Unets: Trying to understand the maths

I’m trying to get used to understand papers by reading the one on Unets. But I’m having hard time with the maths.
On the Training section:

. I’m trying to understand what this a_k(x) actually is and why do they say that x belongs to sigma and sigma belongs to the integer domain squared. Is it relevant for the implementation? Does someone has a better reformulation of this sentence: “`a_k(x) denotes the activation in feature channel k at the pixel position x ∈ Ω with Ω ⊂ Z^2”? That would help me a LOT!
Thank you.

1 Like

You have k possible labels for each pixel in your M x N size image.

Each point x, i.e. {x0,x1}, where x0 is in [0,M) and x1 is in [0,N), or in other words x is in [0,M) x [0,N) (cartesian product) which is a subset of Z^2 (apologies for butchering mathematical notation on my phone).
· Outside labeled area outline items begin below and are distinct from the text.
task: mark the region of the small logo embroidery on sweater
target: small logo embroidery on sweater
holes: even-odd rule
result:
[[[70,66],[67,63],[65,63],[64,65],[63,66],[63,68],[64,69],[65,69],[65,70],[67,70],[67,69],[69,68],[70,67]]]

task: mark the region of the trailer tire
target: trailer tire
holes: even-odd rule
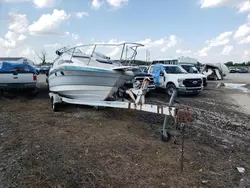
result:
[[[172,84],[172,83],[170,83],[170,84],[167,84],[167,86],[166,86],[166,93],[167,93],[167,95],[168,96],[172,96],[172,94],[173,94],[173,92],[174,92],[174,90],[176,90],[176,87],[175,87],[175,85],[174,84]]]
[[[54,97],[51,97],[50,102],[51,102],[51,108],[53,112],[58,112],[59,104],[54,102]]]
[[[163,131],[161,132],[161,140],[163,142],[168,142],[171,139],[171,134],[169,132],[166,132],[166,133],[167,133],[167,135],[164,135]]]

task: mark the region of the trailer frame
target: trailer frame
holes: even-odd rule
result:
[[[132,109],[132,110],[165,115],[161,131],[161,140],[164,142],[168,142],[171,138],[171,134],[169,133],[169,120],[171,118],[175,118],[177,115],[178,108],[174,107],[174,101],[176,96],[177,96],[177,91],[174,91],[168,105],[153,105],[153,104],[138,104],[130,101],[87,101],[79,99],[70,99],[67,97],[60,96],[53,92],[49,93],[51,108],[54,112],[58,112],[60,104],[68,103],[68,104],[86,105],[93,107]]]

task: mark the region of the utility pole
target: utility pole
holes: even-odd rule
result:
[[[150,61],[150,51],[146,49],[146,62],[148,63]]]

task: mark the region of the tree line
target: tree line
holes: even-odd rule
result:
[[[250,61],[248,62],[243,62],[243,63],[234,63],[232,61],[229,61],[227,63],[225,63],[225,65],[229,66],[229,67],[242,67],[242,66],[250,66]]]

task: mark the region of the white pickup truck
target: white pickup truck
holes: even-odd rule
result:
[[[174,90],[192,94],[203,90],[202,76],[190,74],[180,65],[155,64],[149,67],[148,72],[154,76],[156,88],[165,89],[169,96]]]
[[[0,90],[29,90],[37,93],[37,72],[28,64],[0,63]]]

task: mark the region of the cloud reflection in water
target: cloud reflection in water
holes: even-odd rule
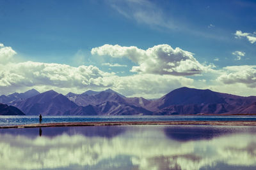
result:
[[[42,136],[38,129],[1,129],[0,169],[256,167],[255,127],[55,127],[42,128]]]

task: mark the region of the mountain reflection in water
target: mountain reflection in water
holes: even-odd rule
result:
[[[0,169],[256,169],[255,134],[253,127],[2,129]]]

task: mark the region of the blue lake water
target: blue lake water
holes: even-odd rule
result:
[[[256,169],[256,127],[0,129],[0,169]]]
[[[38,117],[0,116],[0,126],[38,124]],[[125,121],[256,121],[253,116],[109,116],[109,117],[44,117],[42,124],[56,122],[95,122]]]

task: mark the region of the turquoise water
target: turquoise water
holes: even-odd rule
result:
[[[0,169],[256,169],[256,127],[1,129]]]
[[[252,116],[109,116],[109,117],[44,117],[42,124],[57,122],[95,122],[125,121],[256,121]],[[0,116],[0,126],[38,124],[38,117]]]

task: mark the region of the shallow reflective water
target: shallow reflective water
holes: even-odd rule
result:
[[[256,127],[0,129],[0,169],[256,169]]]
[[[95,122],[126,121],[256,121],[255,116],[101,116],[101,117],[44,117],[42,124],[57,122]],[[0,126],[39,123],[35,116],[0,116]]]

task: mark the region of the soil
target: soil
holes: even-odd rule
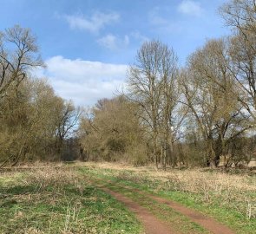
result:
[[[146,234],[176,233],[137,203],[108,188],[102,187],[101,189],[115,198],[118,201],[123,203],[131,211],[133,211],[137,218],[143,224]]]
[[[109,181],[109,183],[113,184],[113,181]],[[154,200],[165,204],[174,209],[174,211],[181,213],[182,215],[187,217],[193,222],[200,224],[204,227],[206,230],[214,234],[234,234],[234,232],[230,230],[228,227],[225,226],[218,223],[213,218],[207,217],[199,211],[196,211],[193,209],[187,208],[181,204],[171,201],[169,199],[166,199],[161,197],[157,197],[155,195],[148,194],[144,192],[141,192],[138,189],[133,189],[128,186],[122,186],[123,188],[128,189],[132,192],[141,193],[148,196]],[[106,187],[101,187],[101,189],[104,190],[106,192],[115,197],[117,200],[123,203],[131,211],[133,211],[139,218],[139,220],[143,224],[145,231],[147,234],[168,234],[168,233],[177,233],[174,231],[170,230],[170,227],[166,224],[160,221],[157,218],[155,218],[153,214],[151,214],[148,210],[138,205],[137,203],[132,201],[131,199],[124,197],[119,192],[113,192]]]

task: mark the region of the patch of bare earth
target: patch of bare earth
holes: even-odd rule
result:
[[[111,183],[111,181],[108,181]],[[154,200],[167,205],[174,211],[181,213],[182,215],[187,217],[193,222],[200,224],[204,227],[206,230],[214,234],[234,234],[234,232],[230,230],[228,227],[218,223],[213,218],[209,218],[199,211],[194,211],[192,209],[187,208],[176,202],[171,201],[169,199],[166,199],[161,197],[157,197],[151,194],[146,194],[145,192],[138,190],[132,189],[128,186],[121,186],[123,188],[128,189],[134,192],[141,193],[142,195],[148,196]],[[127,205],[128,209],[130,209],[134,213],[135,213],[138,218],[141,219],[142,224],[145,226],[146,233],[153,234],[153,233],[176,233],[174,231],[168,230],[168,228],[161,221],[159,221],[154,215],[148,212],[145,208],[141,207],[140,205],[135,203],[134,201],[127,198],[123,195],[113,192],[105,187],[102,187],[106,192],[109,193],[113,197],[115,197],[117,200],[122,202]]]
[[[146,234],[173,234],[177,233],[170,230],[170,228],[164,223],[161,222],[153,214],[148,212],[147,209],[143,208],[137,203],[124,197],[123,195],[111,191],[108,188],[102,187],[103,191],[115,198],[118,201],[123,203],[131,211],[133,211],[138,219],[143,224]]]

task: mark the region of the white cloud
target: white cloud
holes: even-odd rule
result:
[[[123,85],[128,68],[62,56],[52,57],[45,62],[44,75],[49,77],[56,94],[80,106],[93,105],[99,99],[112,97]]]
[[[149,22],[154,26],[154,30],[172,34],[180,34],[184,30],[180,21],[173,21],[162,16],[168,16],[167,14],[167,9],[155,7],[148,13]]]
[[[178,11],[190,16],[200,16],[203,12],[200,3],[192,0],[183,0],[178,6]]]
[[[71,29],[79,29],[97,33],[108,24],[111,24],[119,20],[120,16],[115,13],[95,12],[90,17],[84,16],[72,15],[64,16]]]
[[[149,41],[149,38],[147,37],[146,36],[142,35],[140,31],[135,30],[133,31],[130,36],[135,38],[135,40],[138,40],[141,43]]]
[[[126,35],[123,38],[117,37],[112,34],[97,40],[97,42],[108,49],[117,50],[121,48],[126,48],[129,44],[129,36]]]

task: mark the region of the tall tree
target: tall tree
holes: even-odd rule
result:
[[[163,166],[166,166],[171,138],[171,116],[176,98],[176,66],[177,57],[173,49],[159,41],[152,41],[142,44],[137,52],[135,64],[129,68],[128,95],[141,107],[140,118],[148,128],[156,167],[159,164],[161,131],[164,150]]]

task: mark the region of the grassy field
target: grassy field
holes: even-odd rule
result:
[[[134,214],[74,168],[0,174],[0,233],[140,233]]]
[[[236,233],[256,230],[255,174],[213,170],[156,171],[107,163],[37,166],[0,172],[0,233],[142,233],[135,216],[101,186],[171,224],[178,233],[208,233],[148,195],[206,213]],[[135,189],[140,189],[138,193]]]
[[[237,233],[255,233],[256,175],[191,169],[156,171],[114,164],[87,164],[82,173],[139,188],[202,211]],[[121,192],[121,190],[119,191]],[[186,233],[186,232],[185,232]],[[198,232],[200,233],[200,232]]]

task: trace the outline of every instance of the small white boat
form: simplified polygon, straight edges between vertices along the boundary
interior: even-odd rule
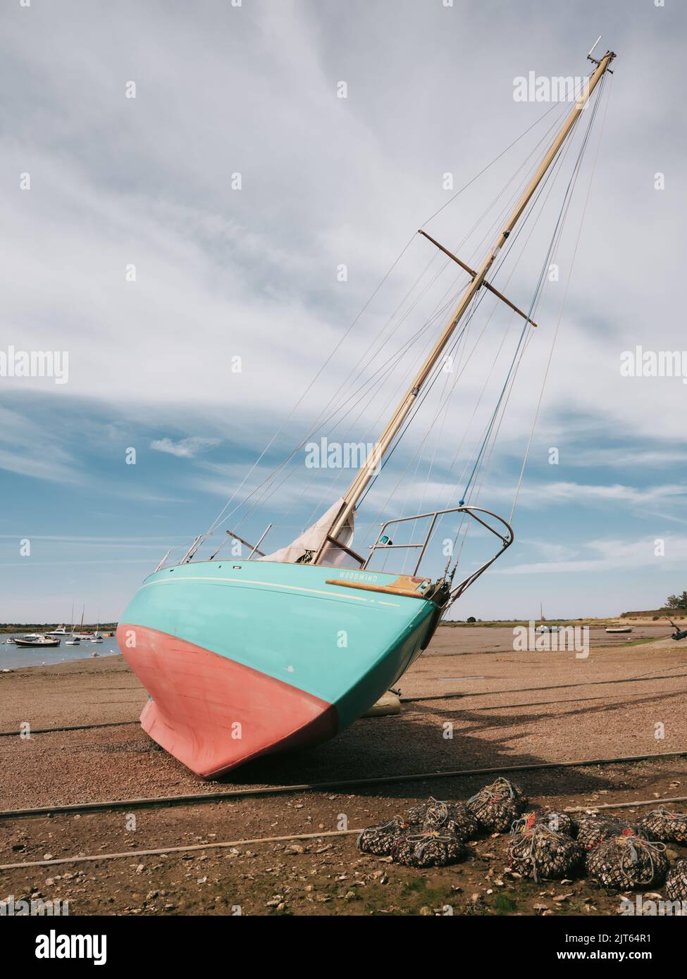
[[[20,635],[15,639],[16,646],[39,646],[44,649],[46,646],[59,646],[60,640],[42,632],[34,632],[29,635]]]
[[[46,632],[45,634],[64,636],[69,635],[70,633],[67,631],[67,628],[65,626],[58,626],[57,629],[52,630],[52,632]]]

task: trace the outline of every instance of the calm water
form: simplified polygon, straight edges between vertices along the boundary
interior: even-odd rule
[[[22,632],[17,632],[22,635]],[[0,643],[7,638],[0,636]],[[118,656],[120,647],[117,637],[103,639],[102,642],[82,642],[80,646],[66,646],[65,640],[60,640],[59,646],[48,649],[22,649],[19,646],[0,645],[0,670],[15,670],[17,667],[44,667],[51,663],[71,663],[72,660],[89,660],[91,654],[98,656]]]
So you’re calculating a softmax over all your channels for each pixel in the image. And your loss is crossentropy with ground truth segmentation for your image. Each a_k(x) is that channel’s output for that pixel before the softmax layer.

Not sure if that helps.

1 Like

The x ∈ Ω with Ω ⊂ Z^2 stuff is math formalism that you can ignore. It just says that pixel positions are integers and x is a vector of such pixel positions.

A feature map is a 2-dimensional (grayscale) image that is the output of a single filter (also known as a channel) from a convolutional layer. So if your Conv2D layer has 32 filters then it produces 32 feature maps, and each of these feature maps has the same width and height. (Exactly how wide and tall they are depends on the previous layers etc. This is explained in part 1 of the course.)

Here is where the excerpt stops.